Muscle function is controlled by input from nerve cells. Signals from the phrenic nerve that runs through the spinal cord are what tell the diaphragm, the main breathing muscle, to expand and contract. Movement of the diaphragm is what allows the lungs to fill with or empty of air when inhaling and exhaling.
One theory is that abnormalities in the phrenic nerve could lead to diaphragm weakness that contributes to ongoing respiratory problems in LOPD.
To learn more, the scientists conducted studies to look at the health of the phrenic nerve in a group of eight symptomatic LOPD patients on ERT who were seen at their clinic in Portugal. Five relied on non-invasive ventilation support at night and were considered to have respiratory failure.
All participants underwent a nerve conduction study, which looks at electrical activity of a nerve in response to stimulation, to evaluate the phrenic nerve.
Phrenic nerve activity looked normal in the three patients without respiratory dysfunction, but the five who relied on respiratory support showed a loss of normal phrenic nerve activity.
Those five patients underwent further testing with electromyography, which is used to measure a muscle’s response when the nerve that controls it is stimulated. This can help doctors learn more about whether problems with nerve-muscle communication are coming from the nerve or the muscle.

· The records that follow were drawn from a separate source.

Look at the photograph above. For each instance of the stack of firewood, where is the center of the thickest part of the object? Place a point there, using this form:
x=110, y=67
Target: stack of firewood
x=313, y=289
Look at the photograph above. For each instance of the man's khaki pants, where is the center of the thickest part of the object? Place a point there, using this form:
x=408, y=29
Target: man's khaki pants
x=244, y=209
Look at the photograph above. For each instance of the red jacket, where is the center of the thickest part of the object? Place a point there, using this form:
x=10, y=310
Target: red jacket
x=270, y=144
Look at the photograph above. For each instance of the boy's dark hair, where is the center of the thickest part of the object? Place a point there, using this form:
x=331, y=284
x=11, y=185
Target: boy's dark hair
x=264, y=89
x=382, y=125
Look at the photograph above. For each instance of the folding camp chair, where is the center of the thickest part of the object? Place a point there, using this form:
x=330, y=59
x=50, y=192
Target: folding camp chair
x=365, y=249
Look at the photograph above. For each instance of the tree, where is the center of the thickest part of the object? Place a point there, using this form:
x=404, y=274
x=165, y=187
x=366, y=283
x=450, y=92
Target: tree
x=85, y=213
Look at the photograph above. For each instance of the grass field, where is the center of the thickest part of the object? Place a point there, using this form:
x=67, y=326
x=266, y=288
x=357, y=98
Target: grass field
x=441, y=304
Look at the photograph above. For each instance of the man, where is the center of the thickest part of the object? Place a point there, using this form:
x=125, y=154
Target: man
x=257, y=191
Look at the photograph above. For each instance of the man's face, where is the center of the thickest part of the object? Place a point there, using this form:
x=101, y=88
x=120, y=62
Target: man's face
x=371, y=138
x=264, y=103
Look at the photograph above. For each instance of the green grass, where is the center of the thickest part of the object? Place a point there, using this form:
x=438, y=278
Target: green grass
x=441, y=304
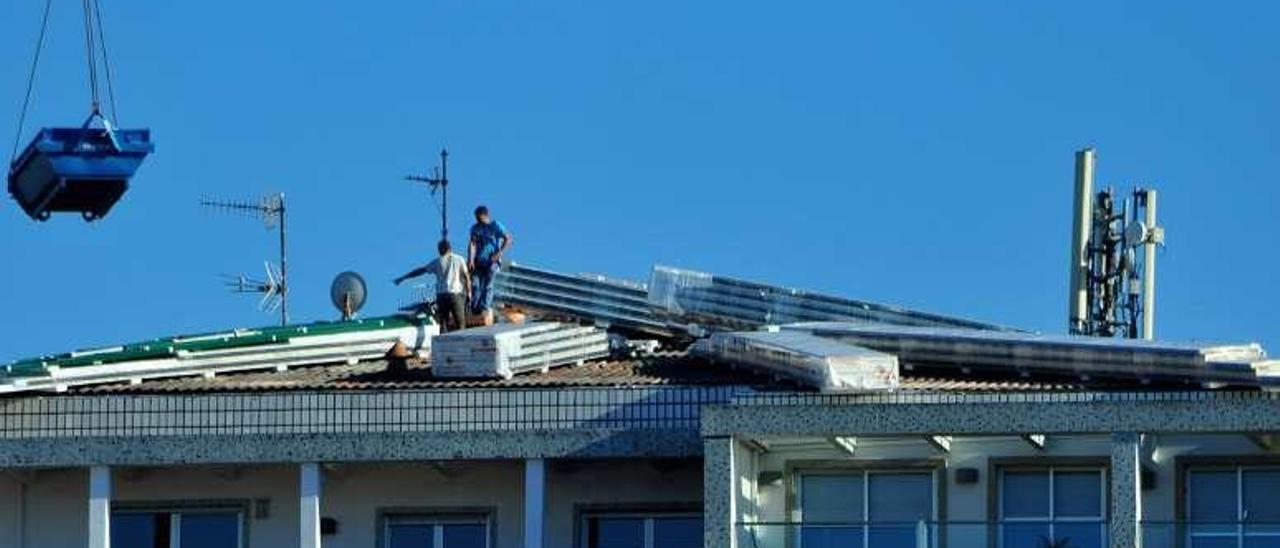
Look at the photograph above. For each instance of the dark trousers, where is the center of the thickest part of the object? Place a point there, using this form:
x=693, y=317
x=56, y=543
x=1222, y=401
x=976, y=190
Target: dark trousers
x=451, y=311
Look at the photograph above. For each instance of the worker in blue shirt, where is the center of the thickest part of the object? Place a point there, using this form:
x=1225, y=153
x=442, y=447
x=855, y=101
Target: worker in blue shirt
x=489, y=241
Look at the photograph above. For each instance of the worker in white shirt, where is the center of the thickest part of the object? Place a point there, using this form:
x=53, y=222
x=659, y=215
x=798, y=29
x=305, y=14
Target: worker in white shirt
x=452, y=286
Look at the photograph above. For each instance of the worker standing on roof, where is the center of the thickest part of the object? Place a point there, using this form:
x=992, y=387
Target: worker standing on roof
x=452, y=286
x=489, y=241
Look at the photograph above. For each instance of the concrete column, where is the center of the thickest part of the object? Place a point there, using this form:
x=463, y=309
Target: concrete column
x=99, y=507
x=720, y=499
x=535, y=499
x=309, y=505
x=1125, y=489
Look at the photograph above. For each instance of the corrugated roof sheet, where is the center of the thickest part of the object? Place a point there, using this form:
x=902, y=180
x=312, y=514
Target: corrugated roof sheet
x=658, y=369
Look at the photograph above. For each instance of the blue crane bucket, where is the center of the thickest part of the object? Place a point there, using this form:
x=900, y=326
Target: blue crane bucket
x=81, y=169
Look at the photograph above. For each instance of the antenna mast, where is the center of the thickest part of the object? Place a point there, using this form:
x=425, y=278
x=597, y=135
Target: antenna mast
x=270, y=210
x=439, y=181
x=1112, y=288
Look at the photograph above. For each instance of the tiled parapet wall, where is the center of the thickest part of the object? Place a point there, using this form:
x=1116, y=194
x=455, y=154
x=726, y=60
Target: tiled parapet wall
x=71, y=430
x=995, y=414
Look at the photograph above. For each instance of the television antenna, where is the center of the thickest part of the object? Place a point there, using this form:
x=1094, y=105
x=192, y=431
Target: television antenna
x=275, y=286
x=438, y=181
x=348, y=293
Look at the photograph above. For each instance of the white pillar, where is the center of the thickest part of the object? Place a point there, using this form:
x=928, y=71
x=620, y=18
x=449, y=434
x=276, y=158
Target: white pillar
x=1125, y=489
x=309, y=505
x=535, y=498
x=720, y=492
x=99, y=507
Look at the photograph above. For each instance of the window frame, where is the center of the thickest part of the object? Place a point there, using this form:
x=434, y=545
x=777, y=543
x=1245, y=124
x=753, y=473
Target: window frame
x=795, y=471
x=1052, y=469
x=437, y=516
x=1237, y=469
x=176, y=508
x=641, y=512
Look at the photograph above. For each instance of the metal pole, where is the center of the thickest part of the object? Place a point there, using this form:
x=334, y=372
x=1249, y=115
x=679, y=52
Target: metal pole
x=284, y=272
x=1148, y=266
x=1082, y=222
x=444, y=193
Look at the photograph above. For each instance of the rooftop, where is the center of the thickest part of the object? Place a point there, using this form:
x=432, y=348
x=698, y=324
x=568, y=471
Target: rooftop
x=684, y=328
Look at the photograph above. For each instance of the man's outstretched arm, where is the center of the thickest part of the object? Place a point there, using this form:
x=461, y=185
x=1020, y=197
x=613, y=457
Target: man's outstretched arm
x=414, y=273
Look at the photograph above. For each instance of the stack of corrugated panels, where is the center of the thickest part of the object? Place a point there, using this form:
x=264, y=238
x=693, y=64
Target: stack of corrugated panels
x=506, y=350
x=826, y=364
x=604, y=301
x=1054, y=355
x=220, y=352
x=716, y=301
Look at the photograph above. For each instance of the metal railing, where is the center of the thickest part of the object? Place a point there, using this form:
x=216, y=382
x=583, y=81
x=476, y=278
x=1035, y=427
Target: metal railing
x=991, y=534
x=798, y=398
x=924, y=534
x=318, y=412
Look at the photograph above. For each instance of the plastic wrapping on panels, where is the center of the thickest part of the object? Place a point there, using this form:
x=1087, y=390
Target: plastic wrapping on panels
x=507, y=350
x=670, y=290
x=699, y=298
x=824, y=364
x=1055, y=355
x=606, y=302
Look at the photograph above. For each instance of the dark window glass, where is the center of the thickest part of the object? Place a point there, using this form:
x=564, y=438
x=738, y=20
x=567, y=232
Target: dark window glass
x=1215, y=542
x=831, y=498
x=616, y=533
x=410, y=535
x=1025, y=535
x=1212, y=496
x=1079, y=535
x=900, y=498
x=1261, y=496
x=677, y=533
x=210, y=529
x=1024, y=494
x=464, y=535
x=1078, y=494
x=831, y=537
x=140, y=530
x=1262, y=542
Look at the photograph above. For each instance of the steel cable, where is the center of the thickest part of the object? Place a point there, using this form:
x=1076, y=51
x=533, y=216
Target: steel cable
x=31, y=78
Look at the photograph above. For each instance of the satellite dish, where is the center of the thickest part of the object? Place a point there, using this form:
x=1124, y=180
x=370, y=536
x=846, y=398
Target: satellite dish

For three patients, findings indicated problems in both the muscle itself (myopathic), as well as the nerves innervating them (neurogenic). Another person showed signs of myopathic changes only, and in another, no muscle signals could be measured at all, which the researchers said was “probably due to severe diaphragm affection.”
Overall, the “results support that spinal phrenic motor neurons dysfunction may contribute to respiratory failure,” the researchers wrote, noting that this is in line with earlier preclinical research.
The brain and spinal cord are protected by the selective blood-brain barrier, which prevents certain substances in circulation that could be harmful from reaching these important parts of the nervous system.
ERT does not readily cross this barrier, so any glycogen that’s accumulated near the phrenic nerve wouldn’t be effectively broken down by treatment, according to the researchers. Preclinical studies have shown that therapeutics designed to increase GAA could increase ventilation when delivered directly to the spinal canal.
“If confirmed in further studies, our results recommend the need of new drugs crossing the blood-brain barrier,” the researchers wrote.